Now I won’t be able to do that anymore. I have no idea how I will keep myself vaguely fit. No idea at all. That will have a huge impact on my life expectancy.
Not being able to do any kind of meaningful exercise will have a huge impact on my happiness. Gym is my happy place. I enjoy it, and I enjoy knowing that I am fighting for my health in the gym. Despite ever decreasing ability, I have still been able to get myself to gym, albeit in bursts, between severe flares that last a few weeks. Then I get myself up and back to gym, and back to work.
And now…that may be over. If so, it will be a huge loss, one of the big ones. Not as bad as losing my husband, but far worse than losing my hair.
I won’t know until Thursday. I know that I need surgery. I don’t know that I will be able to have the surgery. The PTSD from the hysterectomy and the damage done by doctors, nurses and friends around that period runs deep and is still a strong force in my life.

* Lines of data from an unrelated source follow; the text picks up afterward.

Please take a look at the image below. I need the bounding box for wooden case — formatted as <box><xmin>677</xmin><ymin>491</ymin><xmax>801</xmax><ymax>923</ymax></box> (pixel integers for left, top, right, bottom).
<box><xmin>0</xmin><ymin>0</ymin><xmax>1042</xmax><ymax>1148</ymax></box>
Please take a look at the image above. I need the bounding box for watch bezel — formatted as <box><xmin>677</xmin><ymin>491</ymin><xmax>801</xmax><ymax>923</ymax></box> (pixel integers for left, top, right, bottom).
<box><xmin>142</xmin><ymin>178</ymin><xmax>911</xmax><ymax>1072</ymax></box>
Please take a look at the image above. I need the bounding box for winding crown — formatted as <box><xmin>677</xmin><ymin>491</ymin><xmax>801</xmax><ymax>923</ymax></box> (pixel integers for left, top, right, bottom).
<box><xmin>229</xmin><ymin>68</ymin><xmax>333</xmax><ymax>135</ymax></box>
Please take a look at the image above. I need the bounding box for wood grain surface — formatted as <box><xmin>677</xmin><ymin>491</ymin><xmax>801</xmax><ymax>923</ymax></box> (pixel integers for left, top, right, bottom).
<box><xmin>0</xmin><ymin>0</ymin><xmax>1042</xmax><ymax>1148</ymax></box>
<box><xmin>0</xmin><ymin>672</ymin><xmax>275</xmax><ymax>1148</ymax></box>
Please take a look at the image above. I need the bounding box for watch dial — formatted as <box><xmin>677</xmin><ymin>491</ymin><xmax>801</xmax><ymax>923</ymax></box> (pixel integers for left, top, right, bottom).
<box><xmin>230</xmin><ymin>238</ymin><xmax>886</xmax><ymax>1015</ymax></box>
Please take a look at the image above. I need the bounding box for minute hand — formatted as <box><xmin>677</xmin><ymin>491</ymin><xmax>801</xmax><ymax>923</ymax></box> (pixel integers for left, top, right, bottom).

But I need to find out the potential consequnces of NOT having the surgery. Obviously I won’t get better, but will I get worse?
And I need to know that chances of success. Will I put myself through hell for surgery, if there is only a 50% chance of regaining the use of my leg? I don’t think so.
I’m having a cortisone shot into my left S1 on Monday. I hope that might tame the inflammation down, maybe relieve some pressure on the nerve. It’s possible.
And apart from that, I need to put it out of my mind, and be grateful that I do have a wheelchair, and I can get around my house at least.
There is nothing I can do until Thursday, but hope for the best.